Ever Since 5th Grade...

It's been different. I was home-schooled from 1st to 4th grade, and felt really weird going to regular school, and isolated myself. I felt that no one liked me, and that if they had a desire to know me, they'd talk to me, I didn't have to talk to them first. Bottom line, I hated starting a conversation with someone I didn't know well, even when I had to. Throughout 5th and 6th grade, I NEVER talked at all, unless I was forced to. I always felt that people thought...well, not just thought....KNEW they were better than me and that I was some stupid shy kid, refusing to talk. Finally, in 7th grade, some people started chatting with me, and it felt great. That was how I got closer to where I am today. In 8th grade, this one kid asked me "what happened?

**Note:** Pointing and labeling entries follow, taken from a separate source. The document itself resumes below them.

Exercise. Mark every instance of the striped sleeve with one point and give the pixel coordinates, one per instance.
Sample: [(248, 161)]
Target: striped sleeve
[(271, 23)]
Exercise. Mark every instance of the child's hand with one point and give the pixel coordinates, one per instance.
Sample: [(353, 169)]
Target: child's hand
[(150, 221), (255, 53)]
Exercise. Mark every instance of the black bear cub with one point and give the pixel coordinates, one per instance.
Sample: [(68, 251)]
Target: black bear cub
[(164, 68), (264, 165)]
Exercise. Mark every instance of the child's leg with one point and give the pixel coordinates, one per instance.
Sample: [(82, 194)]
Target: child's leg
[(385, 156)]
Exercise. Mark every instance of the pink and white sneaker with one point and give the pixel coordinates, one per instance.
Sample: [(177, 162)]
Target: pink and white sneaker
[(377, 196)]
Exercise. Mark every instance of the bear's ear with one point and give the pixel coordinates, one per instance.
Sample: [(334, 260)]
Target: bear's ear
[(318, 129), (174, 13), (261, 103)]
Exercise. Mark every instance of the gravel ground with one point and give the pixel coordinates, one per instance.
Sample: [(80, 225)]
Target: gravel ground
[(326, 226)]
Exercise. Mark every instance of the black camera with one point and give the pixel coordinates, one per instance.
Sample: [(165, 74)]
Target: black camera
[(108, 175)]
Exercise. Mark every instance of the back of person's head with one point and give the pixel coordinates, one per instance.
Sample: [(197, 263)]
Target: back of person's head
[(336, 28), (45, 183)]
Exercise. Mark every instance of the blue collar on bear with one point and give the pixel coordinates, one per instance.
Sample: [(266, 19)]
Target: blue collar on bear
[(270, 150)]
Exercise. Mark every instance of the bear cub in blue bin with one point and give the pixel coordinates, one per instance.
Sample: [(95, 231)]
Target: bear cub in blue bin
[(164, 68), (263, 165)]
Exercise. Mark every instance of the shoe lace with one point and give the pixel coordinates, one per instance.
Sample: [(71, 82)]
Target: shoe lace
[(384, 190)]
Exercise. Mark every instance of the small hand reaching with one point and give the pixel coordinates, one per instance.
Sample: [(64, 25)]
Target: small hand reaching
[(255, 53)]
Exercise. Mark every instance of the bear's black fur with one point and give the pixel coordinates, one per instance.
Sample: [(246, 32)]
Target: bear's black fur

You used to NEVER say anything at all in 6th grade, and now your like really talkative." My reply, "I don't really know...I guess I just started talking." Which would be partly true. People started talking TO me, that made the difference. Now, I'm a freshman in high school, and still struggle sometimes. I have plenty of friends, but those are the only people I can honestly talk to. I have MANY acquintances, and can talk to almost ANYONE in my school, but that's only cause I've gone there for 5 years now. At my church, I'm still very nervous to talk to anyone. I go to a youth group, and I feel really unwelcome, even when people say hi to me. That's pretty much everywhere but school. When I go out in public, if I'm not with my mom or dad, I feel really young and hopeless, just like that Good Charlotte album ("The Young and the Hopeless" lol). But of course, it's true. I feel like everyone judges me sometimes, or thinks negatively about me. My mom says that I need to get over this eventually, which would be also true. And I'm praying that God will give me the strength to do so, and help me lose the feeling of someone disliking me automatically. And I know it will happen!